Mary took a pensive breath. “What do you want me to do?”

Ismail

 

The Indian Ocean

01°04´26˝N, 47°33´55˝E

November 13, 2011

 

Ismail stared at the clock in the galley, watching the second hand make its ceaseless revolutions and wishing he could hurry it on its way. He had never liked waiting. As a young man, he had heard his father say that patience was the truest measure of maturity. But he had disagreed, seeing it as a dress rehearsal for death. “You never get back the days,” he told Adan at the age of seventeen. “I can learn to wait when I’m in the grave.” Tragedy had changed his opinion but not his instinct. There were certain enemies that could only be vanquished with time. But right now he couldn’t bear to spend another minute cooped up inside the sailboat.

Neither, it seemed, could his men.
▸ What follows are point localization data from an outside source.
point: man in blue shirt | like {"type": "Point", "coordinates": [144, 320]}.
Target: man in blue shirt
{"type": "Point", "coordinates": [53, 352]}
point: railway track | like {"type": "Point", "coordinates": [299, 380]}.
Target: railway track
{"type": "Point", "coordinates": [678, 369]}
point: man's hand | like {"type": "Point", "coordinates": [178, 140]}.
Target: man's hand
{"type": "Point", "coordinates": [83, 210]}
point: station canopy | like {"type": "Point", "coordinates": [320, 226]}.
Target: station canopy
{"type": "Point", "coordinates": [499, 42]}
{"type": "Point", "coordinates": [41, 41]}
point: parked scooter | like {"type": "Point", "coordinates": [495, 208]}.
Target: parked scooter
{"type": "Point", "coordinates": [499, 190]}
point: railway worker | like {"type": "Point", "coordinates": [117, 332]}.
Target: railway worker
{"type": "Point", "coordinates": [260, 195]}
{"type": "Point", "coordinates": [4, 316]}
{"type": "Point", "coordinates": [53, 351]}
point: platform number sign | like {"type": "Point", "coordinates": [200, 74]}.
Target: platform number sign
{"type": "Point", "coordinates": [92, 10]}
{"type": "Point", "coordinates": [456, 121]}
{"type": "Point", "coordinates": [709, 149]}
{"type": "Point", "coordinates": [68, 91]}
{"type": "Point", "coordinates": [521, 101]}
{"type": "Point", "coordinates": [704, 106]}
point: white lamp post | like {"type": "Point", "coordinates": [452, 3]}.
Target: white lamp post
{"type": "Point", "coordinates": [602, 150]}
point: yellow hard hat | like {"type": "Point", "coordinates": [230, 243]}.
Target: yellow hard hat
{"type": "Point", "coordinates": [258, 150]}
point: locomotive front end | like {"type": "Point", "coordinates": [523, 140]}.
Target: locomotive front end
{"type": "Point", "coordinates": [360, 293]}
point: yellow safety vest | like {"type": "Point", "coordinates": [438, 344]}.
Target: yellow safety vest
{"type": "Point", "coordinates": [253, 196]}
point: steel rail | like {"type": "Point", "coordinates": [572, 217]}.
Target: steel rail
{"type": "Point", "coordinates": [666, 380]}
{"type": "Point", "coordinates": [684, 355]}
As the hours passed, he had heard them grumbling, seen the disenchantment in their faces. Just before sunset, a fight had broken out between Guray and Mas over use of the toilet. The others had quickly taken sides—Osman with Mas, Liban and Dhuuban with Guray—and Ismail had only been able to arrange a truce after five minutes of shouting. Then, during dinner, Sondare had stumbled into the bathroom and vomited all over the sink, and Osman had launched into a tirade about the food, complaining that it was giving him diarrhea. Ismail had refuted their theories, explaining that they were suffering from cabin fever and seasickness and needed fresh air. But the idea of going topside and facing the Navy’s snipers agitated them further.